Re: [PATCH 1/6] MIPS: Octeon: Implement __smp_store_release()

From: Peter Zijlstra
Date: Wed Jan 27 2021 - 17:59:09 EST


On Wed, Jan 27, 2021 at 09:36:22PM +0100, Alexander A Sverdlin wrote:
> From: Alexander Sverdlin <alexander.sverdlin@xxxxxxxxx>
>
> On Octeon smp_mb() translates to SYNC while wmb+rmb translates to SYNCW
> only.

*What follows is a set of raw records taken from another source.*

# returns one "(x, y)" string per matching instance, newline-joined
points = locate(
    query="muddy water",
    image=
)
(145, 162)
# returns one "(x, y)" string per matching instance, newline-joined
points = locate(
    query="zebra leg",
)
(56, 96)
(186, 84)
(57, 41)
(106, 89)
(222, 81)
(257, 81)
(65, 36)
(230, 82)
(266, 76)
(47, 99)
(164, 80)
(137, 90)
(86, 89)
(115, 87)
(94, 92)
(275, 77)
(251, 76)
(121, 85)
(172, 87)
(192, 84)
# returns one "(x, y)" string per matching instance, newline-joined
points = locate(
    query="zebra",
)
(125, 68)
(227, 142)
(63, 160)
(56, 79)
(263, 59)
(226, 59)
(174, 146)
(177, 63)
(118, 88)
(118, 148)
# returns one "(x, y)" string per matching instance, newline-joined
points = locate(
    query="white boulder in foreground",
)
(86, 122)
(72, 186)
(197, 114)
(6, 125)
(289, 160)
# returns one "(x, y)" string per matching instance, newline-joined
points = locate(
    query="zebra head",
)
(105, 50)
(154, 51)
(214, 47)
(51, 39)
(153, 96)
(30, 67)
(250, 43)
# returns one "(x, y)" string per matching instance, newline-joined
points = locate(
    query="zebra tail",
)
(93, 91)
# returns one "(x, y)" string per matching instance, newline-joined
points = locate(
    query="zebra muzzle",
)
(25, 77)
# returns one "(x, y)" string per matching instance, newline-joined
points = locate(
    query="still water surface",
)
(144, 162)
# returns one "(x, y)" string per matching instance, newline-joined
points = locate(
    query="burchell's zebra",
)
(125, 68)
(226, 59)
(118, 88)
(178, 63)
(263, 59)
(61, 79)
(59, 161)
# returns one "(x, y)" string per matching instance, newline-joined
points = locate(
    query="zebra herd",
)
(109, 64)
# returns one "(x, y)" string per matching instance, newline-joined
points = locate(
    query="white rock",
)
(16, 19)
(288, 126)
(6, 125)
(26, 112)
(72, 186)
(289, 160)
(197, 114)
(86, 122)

This brings around 10% performance on tight uncontended spinlock
> loops.
>
> Refer to commit 500c2e1fdbcc ("MIPS: Optimize spinlocks.") and the link
> below.
>
> On 6-core Octeon machine:
> sysbench --test=mutex --num-threads=64 --memory-scope=local run
>
> w/o patch: 1.60s
> with patch: 1.51s
>
> Link: https://lore.kernel.org/lkml/5644D08D.4080206@xxxxxxxxxxxxxxxxxx/
> Signed-off-by: Alexander Sverdlin <alexander.sverdlin@xxxxxxxxx>
> ---
> arch/mips/include/asm/barrier.h | 9 +++++++++
> 1 file changed, 9 insertions(+)
>
> diff --git a/arch/mips/include/asm/barrier.h b/arch/mips/include/asm/barrier.h
> index 49ff172..24c3f2c 100644
> --- a/arch/mips/include/asm/barrier.h
> +++ b/arch/mips/include/asm/barrier.h
> @@ -113,6 +113,15 @@ static inline void wmb(void)
> ".set arch=octeon\n\t" \
> "syncw\n\t" \
> ".set pop" : : : "memory")
> +
> +#define __smp_store_release(p, v) \
> +do { \
> + compiletime_assert_atomic_type(*p); \
> + __smp_wmb(); \
> + __smp_rmb(); \
> + WRITE_ONCE(*p, v); \
> +} while (0)

This is wrong in general since smp_rmb() will only provide order between
two loads and smp_store_release() is a store.

If this is correct for all MIPS, this needs a giant comment on exactly
how that smp_rmb() makes sense here.